A cenografia de Derô Martín, Maíra Knox, Maurício Grecco e Karen Acioly demonstra- nos claramente a grande unidade que apresenta todo o projeto. Realizado literalmente em equipe, é apropriado organicamente pelos atores, em vista que todas as áreas são encaixadas; além dos figurinos adequados de Maira Knox, o cenário feito de tábuas de madeira – suspensos em cordas, cheio de surpresas, de vãos, e de escapes – é valorizado pelo dinâmico e expressivo trabalho de preparação acrobática dos craques do picadeiro Beto Silva (o primeiro brasileiro a integrar o Cirque du Soleil) e Bruma Saboya, que estimulam a exploração da cenografia e a sublime luz de Jorginho de Carvalho, que atua numa função reveladora do estado emocional das personagens e dos momentos de tensão de cada cena.
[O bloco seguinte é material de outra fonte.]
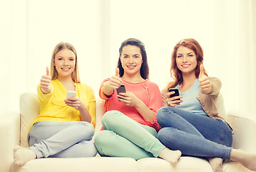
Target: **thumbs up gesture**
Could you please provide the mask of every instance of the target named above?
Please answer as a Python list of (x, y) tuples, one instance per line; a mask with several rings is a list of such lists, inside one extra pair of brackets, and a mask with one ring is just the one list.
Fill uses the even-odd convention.
[(52, 77), (49, 75), (49, 67), (46, 68), (46, 75), (42, 75), (40, 80), (41, 90), (44, 94), (48, 94), (51, 92), (50, 83)]
[(198, 80), (199, 81), (199, 87), (202, 93), (210, 94), (212, 92), (212, 85), (209, 77), (204, 74), (204, 67), (203, 64), (200, 65), (200, 73)]
[(109, 86), (113, 89), (118, 88), (122, 84), (122, 80), (120, 78), (119, 75), (119, 68), (115, 69), (115, 75), (110, 77), (109, 81)]

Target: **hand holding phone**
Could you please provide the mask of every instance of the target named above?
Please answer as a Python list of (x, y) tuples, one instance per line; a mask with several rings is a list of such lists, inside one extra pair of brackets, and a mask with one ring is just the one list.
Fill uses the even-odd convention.
[[(169, 88), (169, 92), (175, 92), (174, 94), (170, 95), (170, 97), (176, 97), (179, 95), (179, 89), (177, 88)], [(175, 99), (174, 100), (180, 100), (181, 99)]]
[(126, 92), (125, 85), (121, 85), (118, 88), (116, 89), (116, 92), (118, 92), (118, 95), (119, 95), (120, 92)]
[(77, 92), (75, 91), (67, 92), (67, 100), (70, 97), (75, 97), (76, 96), (77, 96)]

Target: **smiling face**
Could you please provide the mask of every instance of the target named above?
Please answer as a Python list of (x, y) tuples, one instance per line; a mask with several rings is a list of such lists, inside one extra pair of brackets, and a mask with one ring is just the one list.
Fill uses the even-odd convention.
[(192, 49), (183, 46), (180, 47), (177, 49), (176, 62), (182, 75), (195, 73), (197, 61), (196, 55)]
[(54, 65), (60, 77), (72, 77), (75, 67), (75, 54), (68, 49), (63, 49), (58, 52), (54, 59)]
[(123, 47), (120, 57), (124, 75), (140, 75), (141, 64), (143, 62), (141, 49), (137, 46), (126, 45)]

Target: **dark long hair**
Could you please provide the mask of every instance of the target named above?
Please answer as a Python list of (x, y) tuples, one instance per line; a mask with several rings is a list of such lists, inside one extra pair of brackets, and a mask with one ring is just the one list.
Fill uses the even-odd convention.
[(144, 80), (148, 79), (149, 68), (148, 64), (147, 54), (146, 53), (146, 50), (145, 50), (145, 46), (142, 42), (141, 42), (139, 39), (136, 38), (130, 38), (125, 40), (124, 42), (123, 42), (121, 46), (119, 48), (119, 58), (118, 58), (118, 67), (119, 68), (120, 76), (122, 77), (124, 73), (124, 70), (122, 67), (122, 63), (120, 59), (120, 57), (122, 55), (123, 47), (125, 47), (127, 45), (134, 45), (140, 48), (141, 56), (142, 56), (142, 60), (143, 60), (140, 73), (141, 77)]

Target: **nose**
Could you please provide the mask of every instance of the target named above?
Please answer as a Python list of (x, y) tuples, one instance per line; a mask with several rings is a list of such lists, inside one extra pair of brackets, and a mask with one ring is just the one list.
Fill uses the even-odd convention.
[(128, 62), (129, 62), (129, 63), (133, 63), (133, 62), (134, 62), (134, 59), (133, 59), (133, 57), (131, 57), (129, 58)]
[(65, 59), (64, 60), (64, 65), (67, 65), (68, 64), (68, 60)]
[(183, 62), (188, 62), (189, 57), (187, 56), (184, 56), (183, 58)]

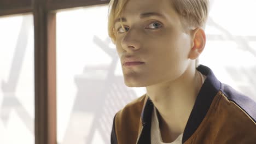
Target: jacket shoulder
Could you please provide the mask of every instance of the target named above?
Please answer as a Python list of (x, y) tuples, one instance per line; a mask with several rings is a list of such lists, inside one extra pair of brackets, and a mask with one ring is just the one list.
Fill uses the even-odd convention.
[(127, 104), (115, 115), (114, 129), (118, 143), (136, 143), (146, 98), (145, 94)]
[(146, 97), (145, 94), (126, 104), (124, 108), (117, 113), (115, 120), (123, 121), (128, 118), (127, 120), (132, 121), (132, 119), (130, 119), (140, 118)]

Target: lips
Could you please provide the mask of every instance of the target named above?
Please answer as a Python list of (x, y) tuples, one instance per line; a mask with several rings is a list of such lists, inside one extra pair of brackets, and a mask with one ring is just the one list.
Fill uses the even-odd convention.
[(132, 56), (125, 56), (122, 60), (122, 65), (126, 67), (138, 65), (145, 63), (141, 58)]

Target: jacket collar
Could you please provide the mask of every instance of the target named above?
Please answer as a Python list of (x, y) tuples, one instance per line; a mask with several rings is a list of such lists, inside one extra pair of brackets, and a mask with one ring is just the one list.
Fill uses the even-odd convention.
[[(206, 79), (196, 97), (195, 104), (185, 127), (182, 143), (184, 143), (199, 127), (221, 86), (220, 82), (217, 79), (211, 69), (206, 66), (200, 65), (197, 68), (197, 70), (206, 75)], [(140, 139), (148, 139), (150, 137), (151, 117), (154, 105), (148, 97), (147, 97), (146, 100), (146, 103), (143, 106), (141, 116), (142, 124), (147, 130), (142, 131)], [(143, 137), (144, 136), (146, 137)]]

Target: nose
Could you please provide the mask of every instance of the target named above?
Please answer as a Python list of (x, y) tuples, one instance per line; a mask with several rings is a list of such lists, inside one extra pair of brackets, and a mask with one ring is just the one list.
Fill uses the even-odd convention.
[(127, 52), (139, 50), (141, 48), (141, 43), (138, 32), (134, 29), (130, 29), (126, 33), (121, 43), (123, 49)]

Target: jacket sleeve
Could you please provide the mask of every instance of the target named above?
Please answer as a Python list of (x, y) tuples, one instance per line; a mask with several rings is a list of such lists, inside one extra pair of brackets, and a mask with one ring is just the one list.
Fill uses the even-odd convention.
[(115, 116), (114, 117), (114, 120), (113, 122), (113, 125), (112, 125), (112, 130), (111, 131), (111, 144), (118, 144), (117, 142), (117, 135), (115, 134), (115, 119), (117, 114), (115, 114)]

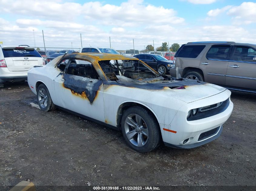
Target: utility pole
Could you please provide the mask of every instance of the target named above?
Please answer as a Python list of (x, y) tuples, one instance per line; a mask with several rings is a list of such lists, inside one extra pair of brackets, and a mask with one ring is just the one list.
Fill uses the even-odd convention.
[(169, 55), (170, 56), (169, 60), (171, 60), (171, 54), (170, 53), (170, 46), (169, 45), (169, 42), (168, 42), (168, 49), (169, 49)]
[(81, 39), (81, 47), (83, 47), (83, 45), (82, 44), (82, 35), (81, 33), (80, 33), (80, 39)]
[(35, 48), (35, 30), (33, 29), (33, 34), (34, 35), (34, 48)]
[(133, 39), (132, 39), (132, 41), (133, 42), (133, 51), (134, 51), (134, 54), (133, 55), (134, 56), (135, 56), (135, 50), (134, 49), (134, 40)]
[(43, 40), (44, 40), (44, 46), (45, 46), (45, 59), (46, 61), (46, 64), (48, 64), (48, 61), (47, 59), (47, 54), (46, 54), (46, 49), (45, 48), (45, 37), (44, 36), (44, 30), (42, 30), (43, 32)]
[(155, 46), (154, 45), (154, 40), (153, 40), (153, 48), (154, 49), (154, 53), (155, 53)]

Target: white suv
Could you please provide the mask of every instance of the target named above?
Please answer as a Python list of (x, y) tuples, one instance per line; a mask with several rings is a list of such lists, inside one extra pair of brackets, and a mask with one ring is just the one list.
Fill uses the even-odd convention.
[(26, 80), (28, 71), (31, 68), (45, 64), (42, 56), (34, 48), (27, 45), (0, 46), (0, 88), (7, 81)]
[(135, 55), (140, 54), (140, 51), (138, 50), (134, 50), (134, 49), (130, 49), (130, 50), (126, 50), (125, 52), (125, 55), (128, 56), (133, 56)]

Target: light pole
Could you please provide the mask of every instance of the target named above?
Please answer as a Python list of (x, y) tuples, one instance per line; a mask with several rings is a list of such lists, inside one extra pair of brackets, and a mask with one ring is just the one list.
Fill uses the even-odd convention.
[(35, 48), (35, 30), (34, 29), (33, 29), (33, 35), (34, 35), (34, 47)]

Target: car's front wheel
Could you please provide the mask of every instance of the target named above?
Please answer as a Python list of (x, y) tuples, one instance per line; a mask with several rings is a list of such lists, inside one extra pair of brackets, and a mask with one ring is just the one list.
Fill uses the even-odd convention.
[(167, 69), (165, 66), (163, 65), (161, 65), (158, 67), (158, 69), (157, 70), (157, 71), (159, 74), (161, 75), (165, 74), (166, 73), (166, 71)]
[(56, 109), (56, 107), (52, 100), (49, 91), (44, 84), (39, 85), (37, 88), (37, 103), (42, 110), (47, 112)]
[(133, 106), (125, 112), (121, 128), (127, 144), (136, 151), (149, 152), (159, 145), (159, 124), (151, 113), (141, 107)]
[(204, 81), (204, 80), (203, 75), (196, 72), (191, 72), (187, 73), (184, 75), (183, 78), (202, 81)]

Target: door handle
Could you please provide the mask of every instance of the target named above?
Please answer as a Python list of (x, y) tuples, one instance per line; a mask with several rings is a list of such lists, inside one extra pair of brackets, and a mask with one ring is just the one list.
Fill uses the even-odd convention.
[(231, 65), (229, 66), (230, 67), (232, 67), (232, 68), (239, 68), (240, 67), (239, 66), (237, 65)]

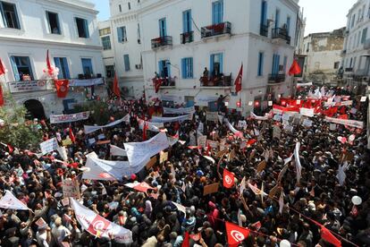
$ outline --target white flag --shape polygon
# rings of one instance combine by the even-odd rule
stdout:
[[[127,156],[127,154],[125,149],[111,145],[111,156]]]
[[[296,161],[296,171],[297,171],[297,181],[299,182],[302,171],[302,166],[300,165],[299,160],[299,148],[300,142],[296,143],[296,149],[294,149],[294,158]]]
[[[70,198],[71,207],[74,210],[76,218],[82,228],[97,237],[110,237],[113,235],[115,242],[120,243],[132,243],[131,231],[123,228],[105,217],[96,214],[85,206],[80,204],[73,198]]]
[[[0,208],[15,210],[29,210],[29,209],[19,200],[11,192],[5,190],[5,195],[0,199]]]
[[[284,207],[284,192],[282,191],[280,192],[280,198],[279,198],[279,213],[280,214],[282,214],[283,207]]]

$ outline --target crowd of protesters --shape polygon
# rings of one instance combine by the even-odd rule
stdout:
[[[367,101],[360,102],[356,97],[351,99],[353,105],[346,106],[346,113],[350,119],[366,123]],[[149,121],[154,106],[143,99],[115,102],[114,106],[112,101],[112,107],[106,110],[113,115],[114,111],[129,113],[130,124],[122,123],[88,135],[83,132],[83,124],[93,124],[92,118],[71,125],[50,124],[47,121],[40,124],[44,132],[40,142],[56,137],[62,145],[62,141],[69,136],[69,128],[72,128],[76,140],[67,147],[68,162],[56,162],[62,159],[56,151],[38,155],[38,147],[1,151],[1,192],[11,191],[32,209],[0,209],[1,246],[176,247],[181,246],[185,233],[192,235],[189,246],[228,246],[225,222],[250,229],[240,246],[274,247],[282,240],[289,241],[291,246],[333,246],[322,238],[318,224],[330,230],[342,246],[370,246],[370,155],[366,128],[354,130],[337,124],[335,130],[331,130],[330,123],[317,115],[310,118],[311,127],[297,124],[292,132],[282,129],[278,139],[273,138],[273,127],[281,124],[273,118],[258,121],[223,109],[219,114],[236,128],[239,121],[246,121],[245,127],[239,129],[243,139],[256,141],[240,148],[240,137],[234,136],[222,123],[206,121],[206,112],[196,107],[192,121],[164,124],[167,135],[178,132],[179,139],[185,141],[168,149],[167,161],[121,181],[82,180],[83,169],[80,168],[85,165],[88,153],[95,151],[100,158],[112,159],[110,144],[123,149],[124,142],[143,141],[137,117]],[[357,108],[356,113],[349,113],[352,107]],[[208,140],[226,139],[229,151],[217,157],[216,149],[189,149],[197,146],[199,123],[203,124],[202,134]],[[97,144],[101,133],[110,143]],[[147,131],[148,138],[156,134]],[[339,137],[348,138],[351,134],[356,136],[352,143],[340,141]],[[92,138],[97,142],[88,141]],[[282,179],[279,179],[284,159],[291,156],[297,141],[301,143],[301,178],[299,182],[296,179],[293,159],[288,163]],[[210,152],[206,155],[215,159],[215,164],[204,158],[205,152]],[[346,161],[349,168],[341,185],[337,174],[343,164],[343,153],[350,153],[352,158]],[[257,173],[256,167],[263,160],[266,160],[266,166]],[[235,175],[235,185],[231,189],[223,186],[223,169]],[[68,177],[80,182],[86,207],[131,231],[132,243],[118,243],[113,237],[98,237],[81,228],[71,208],[62,203],[62,178]],[[271,196],[263,197],[248,186],[240,192],[239,185],[243,178],[260,189],[264,183],[264,192]],[[145,181],[156,190],[143,193],[123,185],[135,181]],[[204,195],[205,186],[219,182],[217,192]],[[284,193],[282,211],[281,192],[272,194],[273,188]],[[152,192],[156,192],[156,196]],[[355,208],[351,200],[354,196],[362,199],[362,203]],[[186,207],[186,213],[178,210],[171,201]],[[112,202],[118,206],[111,207]],[[40,217],[46,224],[36,224]]]

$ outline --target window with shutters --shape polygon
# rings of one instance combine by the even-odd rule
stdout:
[[[80,38],[89,38],[88,20],[75,17],[77,32]]]
[[[62,34],[59,25],[59,17],[56,13],[46,11],[47,22],[49,23],[49,32],[53,34]]]
[[[17,14],[17,7],[14,4],[0,1],[0,13],[3,16],[3,22],[5,28],[16,30],[21,29]]]
[[[193,58],[185,57],[181,59],[182,79],[193,78]]]
[[[127,34],[126,34],[125,26],[117,28],[117,37],[118,37],[119,43],[127,42]]]

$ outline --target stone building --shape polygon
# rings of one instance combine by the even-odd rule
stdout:
[[[341,68],[344,32],[345,28],[341,28],[332,32],[311,33],[305,37],[305,80],[322,83],[335,81]]]

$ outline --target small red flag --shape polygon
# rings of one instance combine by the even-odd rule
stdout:
[[[223,187],[232,188],[234,186],[234,175],[226,169],[223,169]]]
[[[156,93],[158,93],[159,89],[162,86],[162,81],[163,81],[163,80],[161,80],[159,78],[154,78],[153,79],[153,84],[155,86]]]
[[[46,67],[47,67],[47,73],[49,75],[53,75],[53,68],[50,64],[50,58],[49,58],[49,50],[46,52]]]
[[[9,153],[12,154],[14,149],[10,144],[7,144],[6,146],[8,147]]]
[[[73,132],[71,130],[71,126],[70,126],[69,129],[70,129],[70,139],[71,139],[71,142],[74,143],[74,141],[76,141],[76,138],[74,137]]]
[[[143,127],[143,141],[147,141],[147,131],[148,129],[147,122],[144,122],[144,127]]]
[[[118,78],[117,78],[116,72],[114,72],[114,93],[116,97],[121,98],[121,91],[120,91],[120,87],[118,86]]]
[[[56,97],[57,98],[66,98],[68,94],[68,89],[70,88],[69,80],[54,80],[56,88]]]
[[[321,226],[321,238],[335,247],[341,247],[341,243],[325,226]]]
[[[243,64],[241,64],[240,70],[239,71],[238,76],[235,79],[235,92],[241,91],[241,81],[243,80]]]
[[[0,75],[5,74],[6,68],[5,65],[4,65],[3,61],[0,58]]]
[[[289,75],[296,75],[299,74],[301,72],[301,69],[299,67],[299,64],[298,64],[297,60],[293,60],[293,64],[290,66],[290,69],[289,70]]]
[[[3,106],[4,104],[4,94],[3,94],[3,87],[0,85],[0,106]]]
[[[249,229],[239,226],[238,225],[226,222],[227,243],[230,246],[238,246],[249,235]]]
[[[189,247],[190,246],[189,239],[189,232],[185,232],[184,240],[182,241],[181,247]]]

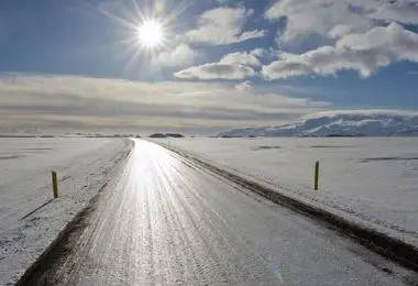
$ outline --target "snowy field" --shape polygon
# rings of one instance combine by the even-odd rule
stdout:
[[[0,139],[0,285],[23,274],[130,147],[113,139]],[[61,193],[55,200],[52,169]]]
[[[418,245],[418,139],[170,139],[169,144]]]

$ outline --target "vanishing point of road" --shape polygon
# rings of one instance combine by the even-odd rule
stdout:
[[[312,219],[134,143],[40,285],[404,285],[387,271],[399,266]]]

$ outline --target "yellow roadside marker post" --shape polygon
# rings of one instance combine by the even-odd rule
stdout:
[[[56,172],[52,172],[53,176],[53,190],[54,190],[54,198],[58,198],[58,180],[56,179]]]
[[[315,163],[315,178],[314,178],[315,190],[318,190],[318,184],[319,184],[319,161]]]

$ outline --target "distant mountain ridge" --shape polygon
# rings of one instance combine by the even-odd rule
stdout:
[[[418,136],[418,114],[319,113],[294,124],[232,129],[218,136]]]

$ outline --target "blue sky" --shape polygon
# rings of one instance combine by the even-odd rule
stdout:
[[[327,2],[2,0],[0,128],[213,132],[417,110],[418,3]],[[150,20],[164,41],[144,47]]]

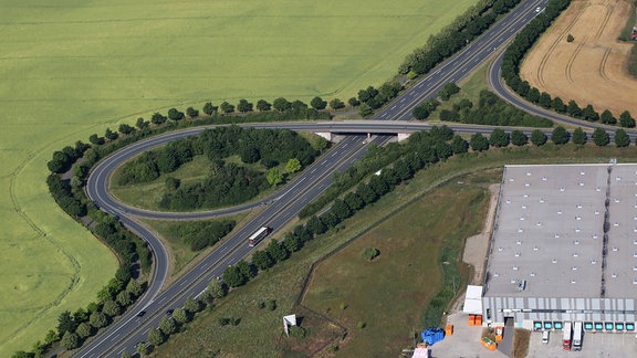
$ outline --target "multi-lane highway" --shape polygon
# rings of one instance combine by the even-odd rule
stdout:
[[[507,43],[520,29],[522,29],[534,15],[535,8],[542,6],[544,0],[526,0],[513,9],[507,17],[498,22],[492,29],[467,46],[462,52],[449,59],[425,76],[417,84],[406,91],[400,97],[380,110],[375,119],[410,119],[413,108],[424,99],[435,97],[445,83],[458,82],[491,56],[502,44]],[[474,126],[459,127],[468,131],[490,131],[489,128]],[[138,303],[136,308],[124,315],[116,324],[105,333],[95,337],[86,347],[81,349],[79,357],[119,356],[124,350],[134,351],[136,343],[146,340],[148,330],[157,327],[159,319],[166,309],[181,306],[187,297],[201,293],[207,283],[221,275],[223,268],[238,262],[249,254],[251,248],[246,244],[246,238],[258,228],[267,224],[274,229],[282,227],[307,202],[316,198],[332,181],[334,171],[342,171],[349,167],[366,151],[366,145],[372,143],[382,144],[387,140],[385,136],[374,137],[348,137],[335,145],[328,154],[320,158],[315,164],[306,168],[293,182],[289,183],[275,197],[270,198],[263,210],[244,228],[240,229],[231,238],[217,245],[216,250],[206,256],[198,265],[185,273],[170,286],[164,285],[168,259],[165,248],[155,235],[135,221],[135,215],[166,218],[168,213],[153,213],[139,211],[123,206],[108,196],[106,183],[108,175],[119,164],[130,156],[161,145],[168,140],[186,135],[191,135],[199,128],[187,131],[170,133],[123,148],[116,154],[102,161],[91,173],[87,183],[90,198],[104,211],[119,217],[121,221],[146,240],[155,254],[155,271],[147,294]],[[367,129],[373,131],[373,129]],[[159,140],[159,141],[156,141]],[[241,209],[241,208],[236,208]],[[218,214],[218,213],[217,213]],[[196,213],[199,218],[208,218],[215,213]],[[147,312],[144,317],[137,317],[140,309]]]

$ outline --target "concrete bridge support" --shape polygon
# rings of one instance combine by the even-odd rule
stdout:
[[[316,135],[327,139],[328,141],[332,141],[332,133],[330,131],[318,131]]]

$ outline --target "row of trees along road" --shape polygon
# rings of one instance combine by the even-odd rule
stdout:
[[[573,99],[568,101],[568,103],[564,103],[561,97],[552,97],[546,92],[540,92],[536,87],[531,87],[528,81],[523,81],[520,77],[520,65],[524,55],[529,50],[531,50],[544,31],[551,27],[557,15],[568,7],[568,4],[571,4],[571,0],[549,1],[545,11],[537,14],[515,36],[515,40],[504,52],[502,61],[502,77],[507,84],[515,91],[515,93],[543,108],[553,109],[557,113],[588,122],[601,122],[607,125],[619,124],[619,126],[625,128],[634,128],[635,119],[628,110],[623,112],[619,115],[619,118],[616,118],[608,109],[605,109],[599,114],[591,104],[582,107]]]

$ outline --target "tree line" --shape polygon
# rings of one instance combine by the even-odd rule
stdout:
[[[536,87],[532,87],[528,81],[523,81],[520,77],[520,65],[526,52],[570,4],[571,0],[550,0],[545,10],[522,29],[504,52],[502,77],[511,90],[515,91],[515,93],[526,101],[543,108],[553,109],[560,114],[588,122],[601,122],[607,125],[619,124],[619,126],[624,128],[634,128],[635,119],[628,110],[623,112],[619,118],[616,118],[608,109],[599,114],[591,104],[582,107],[573,99],[564,103],[560,96],[552,97],[546,92],[540,92]]]
[[[449,99],[450,96],[441,96]],[[425,101],[414,108],[414,117],[427,119],[429,115],[440,105],[435,98]],[[478,124],[489,126],[512,126],[512,127],[539,127],[547,128],[553,126],[553,120],[530,115],[520,108],[508,105],[494,93],[480,91],[478,106],[473,102],[462,98],[455,103],[451,109],[440,110],[440,120],[457,122],[466,124]]]
[[[407,55],[398,73],[426,74],[443,60],[461,50],[482,34],[501,15],[513,9],[520,0],[481,0],[450,25],[432,35],[427,44]]]

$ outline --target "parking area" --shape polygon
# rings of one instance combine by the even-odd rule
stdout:
[[[585,333],[582,351],[565,351],[562,349],[562,331],[551,331],[547,345],[542,344],[542,333],[534,331],[529,343],[529,357],[634,358],[637,357],[637,337],[634,333]]]
[[[442,341],[431,347],[431,357],[435,358],[503,358],[502,352],[490,351],[480,344],[482,327],[469,326],[467,315],[456,313],[448,316],[448,323],[453,325],[453,335],[445,337]]]

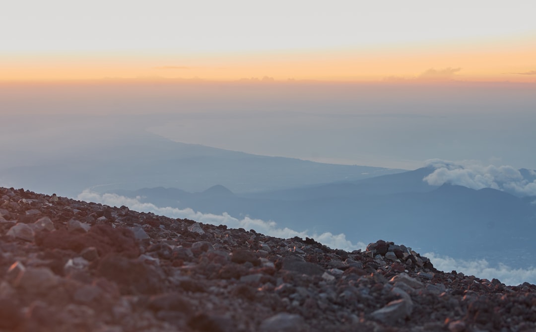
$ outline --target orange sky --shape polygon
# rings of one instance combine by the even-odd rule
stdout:
[[[512,1],[95,0],[80,9],[50,0],[31,12],[13,2],[0,21],[0,81],[536,82],[533,6]]]

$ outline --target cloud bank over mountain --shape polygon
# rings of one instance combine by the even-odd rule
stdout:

O vermelho, a cor essencial do espetáculo, é apresentado como mais uma personagem, assim como a lua, e a representação do sangue. Os refinados desenhos de luz de Jorginho de Carvalho constroem e desconstroem os espaços cênicos, na rapidez do acender e apagar das luzes, inclusive com a utilização de um refletor especial que se move em cena. A trilha sonora de Tato Taborda também é composta por inúmeros sons incidentais: assobios, barulhos de grilos, sapos coaxando, remetendo-nos sensorialmente ao universo de uma mata, acentuando os seus mistérios e deixando nossa alma em estado de alerta e suspensão. Dividindo o palco temos o elaborado trabalho de Maurício Grecco, que constrói o seu Ogroleto, uma criança de 6 anos, apropriando-se de um sincero tom vocal da primeira infância e uma postura corporal arqueada. Transmitindo com sinceridade e precisão acrobática às nuances de sua personagem, Carolina Kasting interpreta a mãe do pequeno Ogro com refinadas nuances de interpretação, mesclando doçura e determinação, com momentos de tensão e alívio de uma mãe protetora.